Relational deep learning is the paradigm of learning directly from relational databases by treating them as temporal heterogeneous graphs. Instead of the traditional workflow (months of feature engineering to flatten multi-table databases into single training tables), RDL preserves the full relational structure. Each table becomes a node type. Each row becomes a node. Each foreign key becomes an edge. Graph neural networks extract cross-table patterns automatically.
The traditional ML pipeline on relational data
Today, most enterprise ML follows this workflow:
- Understand the schema: study 10-50 tables, their relationships, and business meaning (weeks)

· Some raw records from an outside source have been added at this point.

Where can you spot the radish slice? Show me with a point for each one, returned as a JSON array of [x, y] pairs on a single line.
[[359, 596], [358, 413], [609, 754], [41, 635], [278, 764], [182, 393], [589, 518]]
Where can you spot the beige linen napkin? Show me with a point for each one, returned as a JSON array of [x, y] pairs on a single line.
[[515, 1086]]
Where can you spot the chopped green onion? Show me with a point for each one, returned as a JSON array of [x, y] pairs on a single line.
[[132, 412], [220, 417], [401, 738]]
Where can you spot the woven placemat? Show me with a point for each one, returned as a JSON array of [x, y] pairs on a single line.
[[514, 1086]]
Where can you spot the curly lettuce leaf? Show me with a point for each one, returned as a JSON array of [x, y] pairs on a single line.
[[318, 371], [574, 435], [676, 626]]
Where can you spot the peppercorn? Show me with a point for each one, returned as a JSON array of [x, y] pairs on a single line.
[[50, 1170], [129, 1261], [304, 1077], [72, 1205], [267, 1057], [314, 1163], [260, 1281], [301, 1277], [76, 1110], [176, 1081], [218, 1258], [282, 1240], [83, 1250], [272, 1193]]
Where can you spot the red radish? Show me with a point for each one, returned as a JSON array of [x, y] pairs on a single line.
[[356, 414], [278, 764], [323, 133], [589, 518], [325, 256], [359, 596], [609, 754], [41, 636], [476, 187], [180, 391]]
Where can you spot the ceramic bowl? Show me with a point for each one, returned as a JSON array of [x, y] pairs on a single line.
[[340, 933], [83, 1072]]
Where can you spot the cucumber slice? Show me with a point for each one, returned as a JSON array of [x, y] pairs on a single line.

- Feature engineering: write SQL to join tables, compute aggregations (avg order amount, count of orders in 30 days, max product price per customer), and build a flat feature table (months)
- Train a model: XGBoost or LightGBM on the flat table (days)
- Maintain features: when the schema changes, when new tables are added, when business logic evolves, re-engineer everything (ongoing)
Steps 1, 2, and 4 consume 80% of the time and are where information is lost. Aggregating orders into “average order amount” destroys the distribution. Flattening to a single table loses the multi-hop relationships (customer → order → product → category).
The RDL approach
Relational deep learning replaces steps 1-2 with automatic graph construction:
# Conceptual: relational database → heterogeneous graph
# Tables become node types
node_types = ['customer', 'order', 'product', 'category']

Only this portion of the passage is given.